17/01/2013, 08:58 | Par richard crevier

Rendre le mariage « fréquentable » ? On peut fréquenter une personne ou un lieu mais pas une institution… 

17/01/2013, 11:01 | Par Pierre Crétois en réponse au commentaire de richard crevier le 17/01/2013 à 08:58

Personnification ou métaphore ? J'hésite... Clin d'œil

17/01/2013, 12:52 | Par Ysabeau

Ben moi j'ai compris l'intérêt du mariage quand des amis homosexuels m'ont expliqué tout ce que le PACS ne prévoyait pas. Le mariage peut faciliter pas mal de choses dans certains cas et c'est une institution qui n'a pas grand chose à voir avec la famille et la procréation (curieux d'ailleurs cette façon qu'on les êtres humains qui se jugent supérieurs aux animaux de s'accrocher si fort à une fonction biologique à la porte de n'importe quelle amibe) sinon, logiquement, on ne pourrait pas se marier si on était stérile et passé un certain âge...

18/01/2013, 13:50 | Par vieuxschnock en réponse au commentaire de Ysabeau le 17/01/2013 à 12:52

Dommage qu'on ne puisse ici "recommander" qu'une fois !

SourireSourireSourireSourireSourire etc...
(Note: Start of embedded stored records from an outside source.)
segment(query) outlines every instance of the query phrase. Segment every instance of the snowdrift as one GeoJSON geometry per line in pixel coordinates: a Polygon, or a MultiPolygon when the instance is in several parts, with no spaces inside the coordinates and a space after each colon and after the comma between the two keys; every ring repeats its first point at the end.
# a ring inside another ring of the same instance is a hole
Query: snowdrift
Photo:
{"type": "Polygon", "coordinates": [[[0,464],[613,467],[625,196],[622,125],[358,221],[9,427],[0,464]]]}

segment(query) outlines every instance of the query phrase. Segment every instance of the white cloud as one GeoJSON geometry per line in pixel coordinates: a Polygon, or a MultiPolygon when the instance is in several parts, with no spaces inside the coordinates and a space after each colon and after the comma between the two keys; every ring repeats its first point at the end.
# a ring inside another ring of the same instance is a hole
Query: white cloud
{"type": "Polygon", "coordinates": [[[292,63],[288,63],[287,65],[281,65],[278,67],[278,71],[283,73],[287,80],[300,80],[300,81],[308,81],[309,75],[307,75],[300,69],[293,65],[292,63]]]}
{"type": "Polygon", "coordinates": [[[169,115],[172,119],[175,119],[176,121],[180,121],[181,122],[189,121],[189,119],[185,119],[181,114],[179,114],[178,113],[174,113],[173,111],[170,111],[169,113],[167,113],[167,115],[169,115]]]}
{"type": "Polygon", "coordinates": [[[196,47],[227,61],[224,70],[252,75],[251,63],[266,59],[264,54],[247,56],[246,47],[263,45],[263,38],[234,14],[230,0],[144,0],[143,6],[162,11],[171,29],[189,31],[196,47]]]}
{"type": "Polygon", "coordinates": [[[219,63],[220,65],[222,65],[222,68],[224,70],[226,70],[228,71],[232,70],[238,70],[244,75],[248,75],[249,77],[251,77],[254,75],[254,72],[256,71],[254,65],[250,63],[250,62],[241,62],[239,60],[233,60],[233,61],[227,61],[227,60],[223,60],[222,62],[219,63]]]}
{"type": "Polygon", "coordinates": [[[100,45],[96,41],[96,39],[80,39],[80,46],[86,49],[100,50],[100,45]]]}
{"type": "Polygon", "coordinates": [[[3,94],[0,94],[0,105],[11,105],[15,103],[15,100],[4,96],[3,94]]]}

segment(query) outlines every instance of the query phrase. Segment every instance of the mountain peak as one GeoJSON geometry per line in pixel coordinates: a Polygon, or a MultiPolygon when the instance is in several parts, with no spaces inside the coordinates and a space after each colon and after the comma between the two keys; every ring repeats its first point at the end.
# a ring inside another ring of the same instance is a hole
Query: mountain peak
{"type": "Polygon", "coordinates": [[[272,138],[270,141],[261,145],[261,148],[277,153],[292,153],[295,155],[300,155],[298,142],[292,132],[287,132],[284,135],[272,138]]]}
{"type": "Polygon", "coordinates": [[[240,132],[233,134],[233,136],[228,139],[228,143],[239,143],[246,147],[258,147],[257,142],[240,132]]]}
21/01/2013, 11:09 | Par Pierre Crétois en réponse au commentaire de Ysabeau le 17/01/2013 à 12:52

Evidemment, d'ailleurs, selon le dogme, ne faut-il pas se marier avant d'avoir des enfants ? Clin d'œil

Mais ça n'est pas vraiment l'objet : être marié n'oblige pas à faire des enfants, c'est vrai. Pourtant, (a) un des effets principaux du mariage est de créer un foyer (fiscal, juridique avec solidarité des mariés), je ne l'invente pas, c'est dans le Code Civil; (b) un autre des effets est de générer des responsabilités des conjoints à l'égard de leurs enfants (là aussi cela fait l'objet d'articles très précis lus par le maire au moment de l'union); (c) cela donne des droits à l'adoption par le couple (à moins qu'il y ait une exception dans la loi) car pour adopter en couple, le simple concubinage ou PACS ne suffisent pas (car être non-marié, c'est être juridiquement célibataire...); (d) cela a aussi des conséquences en termes d'héritage et transmission du patrimoine...

Donc, l'idée selon laquelle le mariage est une instution bourgeoise n'est pas sortie de la tête bouillonnante de fous marxistes, mais est, d'une certaine manière, une réalité (à son origine du moins). Tout cela pour vous indiquer que, dans le droit, mariage est bien lié à famille, à héritage/patrimoine et à enfant et que donc le mariage transmet et cautionne une certaine conception de la famille. Transformer le mariage en donnant aux femmes indépendance banquaire par exemple, en retirant la qualification de chef de famille au père ou encore en permettant aux homosexuels de s'unir juridiquement, est le signe d'une modernisation profonde et importante qui, de mon point de vue, rend le mariage fréquentable.

Cela ne remet pas en cause vos remarques philosophiques de bon sens bien sûr.

21/01/2013, 14:32 | Par Raymond SAMUEL

Pierre CRETOIS

Le 16 janvier ci-dessu_s, vous écrivez : "La République est une idée do nt la formulation la plus simple consiste à la définir comme défense de la chose publique plutot que des intérêts particuliers."

Je crains que cette formulation (que j'approuve) n'ajoute, ne cautionne, au moins, le sacrifice de ceux qui ne sont pas en mesure de se défendre et qu'on oubliera de prendre en compte suffisamment.

Les enfants sont constitutifs de la République mais ne peuvent pas protester, ils n'ont pas droit à la parole.

Il y a plus important que l'intérêt général, c'est la protection des plus faibles. Sinon on peut approuver la méthode ancienne des Esquimauds qui consistait à abandonner les vieux aux ours ou les nouveaux-nés au froid polaire, dans l'intérêt général.